原則として調査を始めることを関係者に明示します。調査の担当部門が、次のサンプルは、関係者に調査への協力を依頼する際のメール・文書です。「懲戒が決まったわけではない」という中立性を保つことが重要です。

① 行為者(加害者と指摘された人)への通知

【重要】事実関係の確認に関する面談のお願い

〇〇部 〇〇殿

当社では、就業規則に基づき、職場環境の維持・向上のために各種相談を受け付けております。この度、あなたが行ったとされる特定の言動について、事実関係を確認する必要が生じました。つきましては、以下の通り面談を実施いたしますので、出席をお願いいたします。

  1. 日時:〇月〇日 〇時〜
  2. 場所:第〇会議室
  3. 内容:業務上のやり取りに関する事実関係の確認

【注意事項】

  • 本件は現時点で事実を認定したものではありません。あなたの言い分を公平に伺うための場です。
  • 本件について、相談者や周囲の従業員に直接接触したり、口止めをしたりすることは固く禁じます。
  • 調査に関わる情報の機密保持を厳守してください。

② 関係者(目撃者など)への通知

【依頼】ヒアリングへの協力のお願い

〇〇部 〇〇殿

職場環境の適正化に関する調査のため、当時その場にいたとされる方に事実関係の確認を行っております。
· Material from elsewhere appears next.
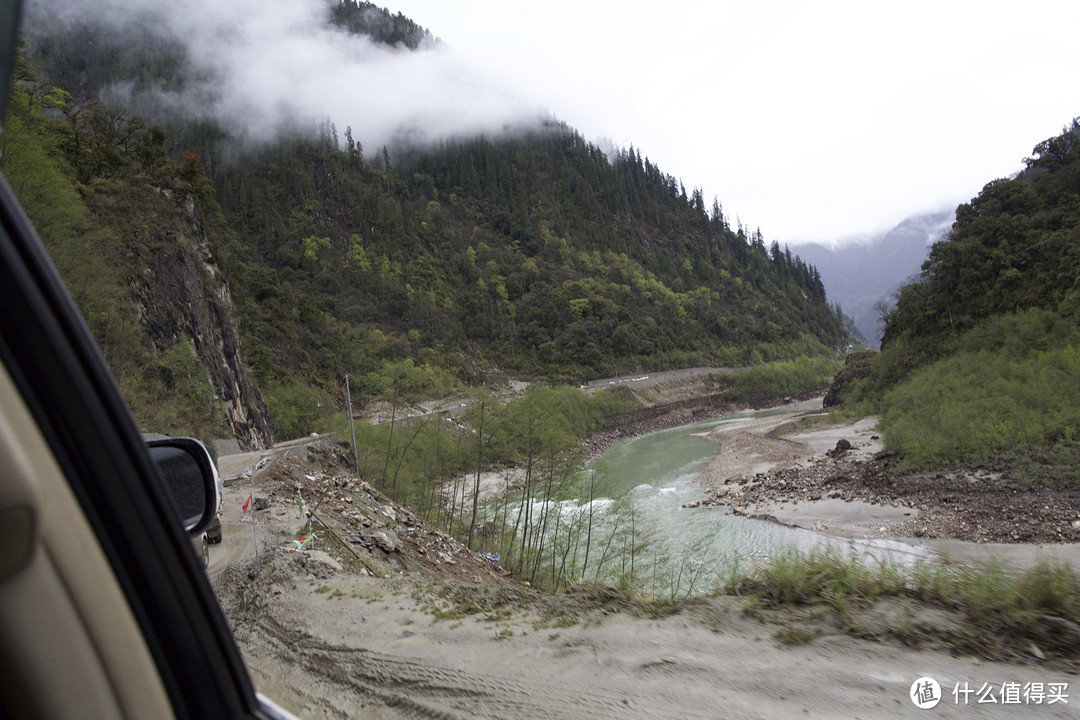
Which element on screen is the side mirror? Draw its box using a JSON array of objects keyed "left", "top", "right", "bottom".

公平な判断を行うため、あなたの知っている範囲で状況を伺いたく、面談への協力をお願いいたします。

  1. 日時:〇月〇日 〇時〜
  2. 目的:〇月〇日頃の〇〇における状況の確認

【プライバシーについて】

  • お話しいただいた内容によって、あなたが不利益な取り扱いを受けることは一切ありません。
  • 調査内容については他言無用でお願いいたします。

ヒアリング質問リストのサンプル

事実確認を行うための「ヒアリング質問リスト」のサンプルです。このサンプルをもとに、事案によって質問項目を事前に吟味し、質問漏れが無いように注意しましょう。

ハラスメントや待遇差の調査は非常にデリケートであるため、「予断を持たない(決めつけない)」ことと、「プライバシーへの配慮」が成功の鍵となります。

相談者(被害を訴えている人)への質問

  • 事実関係: 「いつ、どこで、誰に、どのようなことをされましたか(または言われましたか)?」
  • 頻度・継続性: 「それは一度きりですか? それとも以前から続いていますか?」
  • 周囲の状況: 「その場に誰か他の人はいましたか? 目撃者はいますか?」
  • 証拠の有無: 「録音、メール、日記、チャットの履歴などはありますか?」
  • 自身の対応: 「その場で拒否したり、嫌だと言ったりしましたか?」
  • 心身への影響: 「体調を崩したり、仕事に支障が出たりしていますか?」
  • 今後の希望: 「会社にどうしてほしいですか?(加害者の処罰、謝罪、異動、再発防止など)」

行為者(加害者と指摘された人)への質問

  • 事実の確認: 「〇月〇日、〇〇さんに対して、〇〇といった言動をした覚えはありますか?」
  • 経緯・目的: 「そのような言動に至った理由や背景はありますか?(業務上の指導だった等)」
  • 本人の認識: 「その言動によって、相手がどのように感じたと思いますか?」
  • これまでの関係: 「普段、〇〇さんとはどのようなコミュニケーションをとっていましたか?」

運用の注意点

  • 場所の選定: 相談者と行為者が鉢合わせしないよう、時間や場所をずらして設定してください。
  • 記録の作成: ヒアリング後は必ず「議事録」を作成し、最後に本人に読み上げ、相違がないことを確認して署名(または確認済みメール)を貰うようにしましょう。これが後の法的紛争を防ぐ強力な証拠になります。